I know I will be marching with people I disagree with on some important matters. Such is the nature of any mass popular movement that hopes to make an impact – it has to make just enough room to include members with varying ideologies, and hold it together long enough to achieve its objectives. Anti-war movements, today and in the past, are no different.
I’m not a pacifist, for one thing. “If I can shoot rabbits, then I can shoot fascists,” said a Welshman about to embark on a journey to Spain to participate in that nation’s civil war in 1936, and my feelings are largely similar. At the same time, I have avoided the trap that erstwhile leftist Christopher Hitchens seems to have fallen into, as he voices his support for war as a way to eliminate “Islamofascism” from the planet.
I disagree quite strongly, but not on grounds of a philosophical avoidance of violence under any and all conceivable circumstances.
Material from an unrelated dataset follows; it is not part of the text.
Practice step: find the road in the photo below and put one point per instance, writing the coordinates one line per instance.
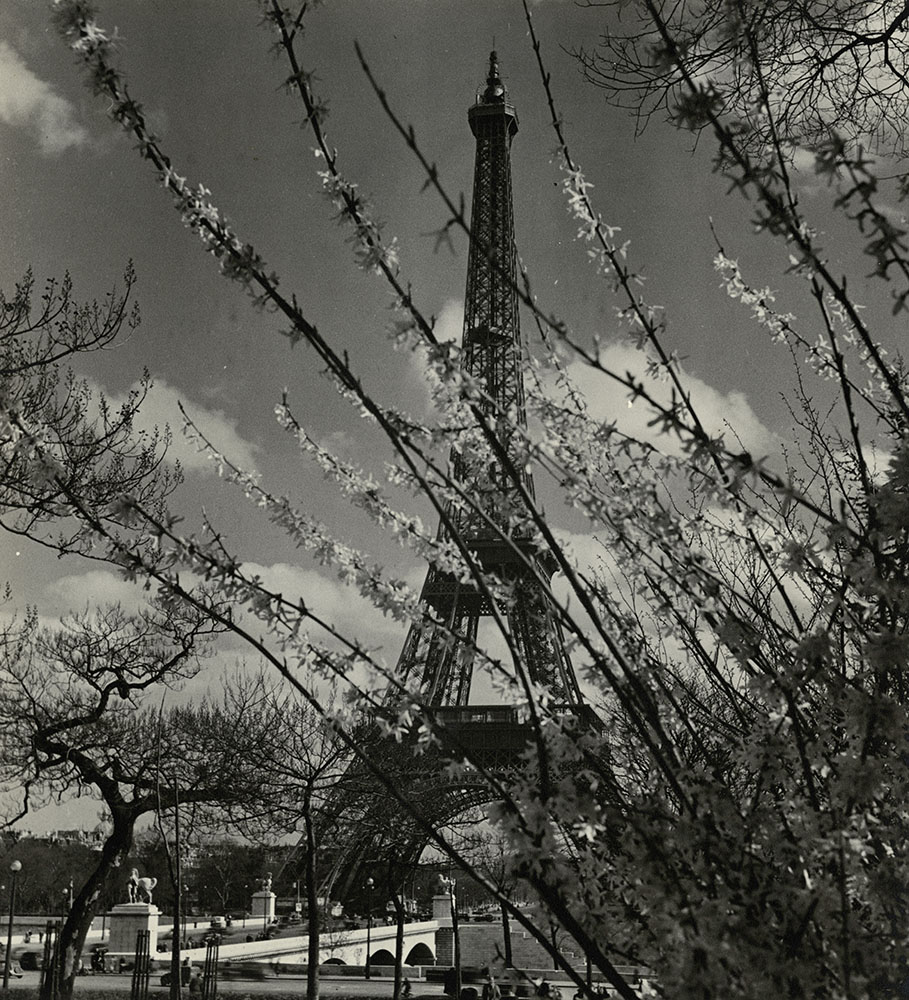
(381, 989)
My attitude toward war these days is similar to the attitude shared in most countries of the First World. Their militaries are geared toward two distinct tasks. First, they intend to protect their nations from external attack. Second, they aim to provide a suitable contribution to international peacekeeping efforts and police actions, under the auspices of the United Nations.
Thus, First World countries tend to buy only what they need in terms of weaponry, while Third World nations tend to buy all they can afford, and then some. Unilateral military adventurism is mostly a thing of the past, though certain countries with a large amount of “baggage” in the form of dysfunctional former colonies sometimes have their militaries undertake certain actions alone. The French Army is currently in the midst of fighting a little war with rebels in the Ivory Coast, and the Belgian Army has frequently been called into action in the country sometimes known as Zaire.
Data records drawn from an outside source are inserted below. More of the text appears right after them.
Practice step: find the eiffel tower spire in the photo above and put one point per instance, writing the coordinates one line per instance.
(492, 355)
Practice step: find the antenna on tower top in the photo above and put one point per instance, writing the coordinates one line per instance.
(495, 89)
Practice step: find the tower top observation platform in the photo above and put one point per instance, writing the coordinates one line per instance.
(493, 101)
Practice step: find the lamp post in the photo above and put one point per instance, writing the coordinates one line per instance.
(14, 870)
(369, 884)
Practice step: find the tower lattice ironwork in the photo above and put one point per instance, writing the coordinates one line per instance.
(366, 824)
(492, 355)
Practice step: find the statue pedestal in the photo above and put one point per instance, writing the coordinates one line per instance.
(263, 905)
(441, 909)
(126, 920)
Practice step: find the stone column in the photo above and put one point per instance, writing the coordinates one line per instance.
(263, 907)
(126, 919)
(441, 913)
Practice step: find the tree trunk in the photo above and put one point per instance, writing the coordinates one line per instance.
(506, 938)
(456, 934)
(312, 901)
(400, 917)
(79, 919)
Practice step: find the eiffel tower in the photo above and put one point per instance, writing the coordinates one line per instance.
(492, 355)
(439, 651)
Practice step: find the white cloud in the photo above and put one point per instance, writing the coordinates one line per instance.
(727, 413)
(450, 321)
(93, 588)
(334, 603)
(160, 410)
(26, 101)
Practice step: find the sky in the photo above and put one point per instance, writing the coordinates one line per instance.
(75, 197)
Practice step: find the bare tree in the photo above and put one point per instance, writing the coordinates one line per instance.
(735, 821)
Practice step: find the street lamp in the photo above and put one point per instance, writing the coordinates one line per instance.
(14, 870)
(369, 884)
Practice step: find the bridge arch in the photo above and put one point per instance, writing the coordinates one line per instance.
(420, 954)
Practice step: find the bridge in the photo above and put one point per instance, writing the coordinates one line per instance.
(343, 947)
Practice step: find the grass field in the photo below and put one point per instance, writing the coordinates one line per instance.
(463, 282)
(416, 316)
The United Kingdom also recaptured the Falkland Islands from Argentine invasion in 1982 without international assistance, but all things considered, the citizens of rich countries are not receptive to the idea of independent military action far from home, and their military capabilities reflect this. Military spending is thus kept low, with some interesting results.
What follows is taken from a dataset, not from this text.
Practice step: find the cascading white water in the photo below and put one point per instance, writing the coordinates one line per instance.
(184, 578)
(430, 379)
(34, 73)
When the Eurofighter Typhoon (a state-of-the-art multi-role aircraft designed and built by the UK, Germany, Spain and Italy) is fully in service, it will be the second most capable fighter in the world, after the American F-22 Raptor, also due to enter service fairly soon. The measure of capabilities becomes more complicated when one realizes that the F-22 is set to cost five times more than the Typhoon. I’m not sure of the exact figure, but it’s an astronomical sum of taxpayer money regardless. Additionally, the Typhoon may win some export sales, which is probably out of the question for the F-22. Eurofighter is not alone in the quest for military efficiency.
Advanced fighters from Sweden, France, Russia and Japan all are vastly more cost-effective than America’s current offering. Though some of these countries may protect their defense industries from the marketplace, the American weapons industry is a gargantuan corporate welfare program, sucking away half of every discretionary dollar in the budget, and it simply does not have to be that way.
Keeping a nation’s military capability in check has only a partial effect on the behavior of other nations, and that’s where waging peace enters the picture. It may seem like some sort of silly hippie’s dream, but the world today features several examples of disputes ended and hostilities ceased without one side conquering and absorbing another.
France and Germany, Greece and Turkey, South Africa and the world – each one of these hotspots (the first two going back millennia) was defused through active, but non-violent means, though the last required some crafty subversion. Really, there is no better form of defense.